Si la guerre cognitive devait avoir un visage sans visage et tenir dans un instrument précis, capable de fanatiser certains de ses membres, QAnon serait la surface et l’instrument idéal. Né dans l’anonymat des forums obscurs, il a pris la relève d’Anonymous, mais en inversant la logique : de l’hacktivisme libertaire fondé sur des « preuves », on est passé au conspirationnisme autoritaire fondé sur la croyance.
Ce basculement n’aurait pas eu lieu sans l’appétence aveugle des médias pour le spectaculaire et sans la mythification trouble du lanceur d’alerte. Les grands leaks — Wikileaks, Panama, Paradise, Pandora — ont habitué les esprits à croire que tout pouvoir repose sur un secret, et que celui qui se réclame de l’anonymat en détient la clé. Le consortium des journalistes, en orchestrant ces révélations massives, est devenu malgré lui le catalyseur d’une défiance systémique. QAnon a alors exploité cette attente: plus besoin de preuves, la croyance suffit.
Dès lors, l’accusation devient une arme. Comme le dit l’adage : « on accuse toujours le chien de la rage pour qu’il soit tué ». Non pour établir la vérité, mais pour délégitimer et neutraliser. QAnon pousse cette logique jusqu’à la fanatisation : la cible désignée — l’ »élite« , le « deep state« , l’adversaire politique — devient l’ennemi absolu.
Mais cette mécanique ne reste pas confinée à l’espace américain: elle est branchée sur une matrice géopolitique plus large. La porosité au prestige du Kremlin — présenté comme rempart contre le déclin occidental — n’est pas fortuite. Des relais médiatiques comme Tucker Carlson traduisent la propagande russe en guerre culturelle pour le public américain, normalisant une fascination pour l’autoritarisme. Dans cette architecture, Steve Bannon joue l’éminence grise. Il agit en courroie de transmission pour tenter de constituer une internationale judéo-chrétienne le long de l’axe Washington → Tel-Aviv → Moscou. Cet axe recrute, se nourrit de succès idéologiques et électoraux, et se persuade que Trump et Musk en sont les hommes lige — ce qui, à tort, entretient son sentiment de puissance. Il semble à la fois imparable et invincible.

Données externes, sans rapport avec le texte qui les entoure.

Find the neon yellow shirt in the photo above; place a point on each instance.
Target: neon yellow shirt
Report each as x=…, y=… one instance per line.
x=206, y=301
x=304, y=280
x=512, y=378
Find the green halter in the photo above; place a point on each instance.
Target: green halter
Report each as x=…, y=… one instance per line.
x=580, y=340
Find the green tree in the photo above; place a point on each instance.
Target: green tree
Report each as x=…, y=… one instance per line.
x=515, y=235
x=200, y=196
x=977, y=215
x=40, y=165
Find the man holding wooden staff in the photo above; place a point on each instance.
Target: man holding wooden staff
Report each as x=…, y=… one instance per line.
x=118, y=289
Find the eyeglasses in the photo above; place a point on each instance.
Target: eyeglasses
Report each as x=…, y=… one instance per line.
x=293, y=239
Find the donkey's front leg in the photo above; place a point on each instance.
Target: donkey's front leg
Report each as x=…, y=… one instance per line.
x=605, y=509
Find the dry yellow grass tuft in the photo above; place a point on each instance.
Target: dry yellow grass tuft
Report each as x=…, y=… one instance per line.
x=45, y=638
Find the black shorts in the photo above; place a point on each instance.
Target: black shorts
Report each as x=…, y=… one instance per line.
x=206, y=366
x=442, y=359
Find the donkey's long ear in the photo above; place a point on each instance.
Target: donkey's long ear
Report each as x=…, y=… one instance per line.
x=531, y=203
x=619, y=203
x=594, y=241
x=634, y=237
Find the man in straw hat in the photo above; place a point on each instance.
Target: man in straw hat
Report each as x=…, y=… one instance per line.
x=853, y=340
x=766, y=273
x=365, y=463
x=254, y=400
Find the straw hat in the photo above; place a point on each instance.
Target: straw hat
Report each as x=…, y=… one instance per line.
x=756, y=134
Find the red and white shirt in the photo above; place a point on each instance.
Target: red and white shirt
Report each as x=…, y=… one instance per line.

Voilà pourquoi les démocraties, qu’on croit vaincues ou corrodées par l’arme cognitive, ne le sont qu’en apparence. Car à mesure qu’elles sont sondées, fragilisées, manipulées, elles prennent conscience de leur propre essence. Elles retournent contre leurs adversaires l’outil même qui voulait les asservir, et transforment le poison en antidote.
La guerre cognitive engagée par la Russie et son Sozbez*, avec une habileté et une profondeur inédites, prétend comprendre les sociétés libres pour mieux les déstabiliser ; mais ce faisant, elle les oblige à se comprendre elles-mêmes avec une lucidité nouvelle. Elles retrouvent un centre de gravité plus puissant et, surtout, elles s’auto-centrent pour rejoindre ce qui est la forme régulière, universelle, qui permet la gouvernance de leurs intérêts et de leur rapports aux autres, ce qui est le sens de la main tendue que semble proposer Xi Jinping, pour la Chine, à travers sa proposition de GGI (Global Governance Initiative) visant à restaurer la prééminence de l’ONU et de l’OMC.
De la victoire dans la guerre cognitive.
*Sovbez (Совбез) est l’abréviation couramment utilisée pour désigner le Conseil de sécurité de la Fédération de Russie (Совет Безопасности Российской Федерации).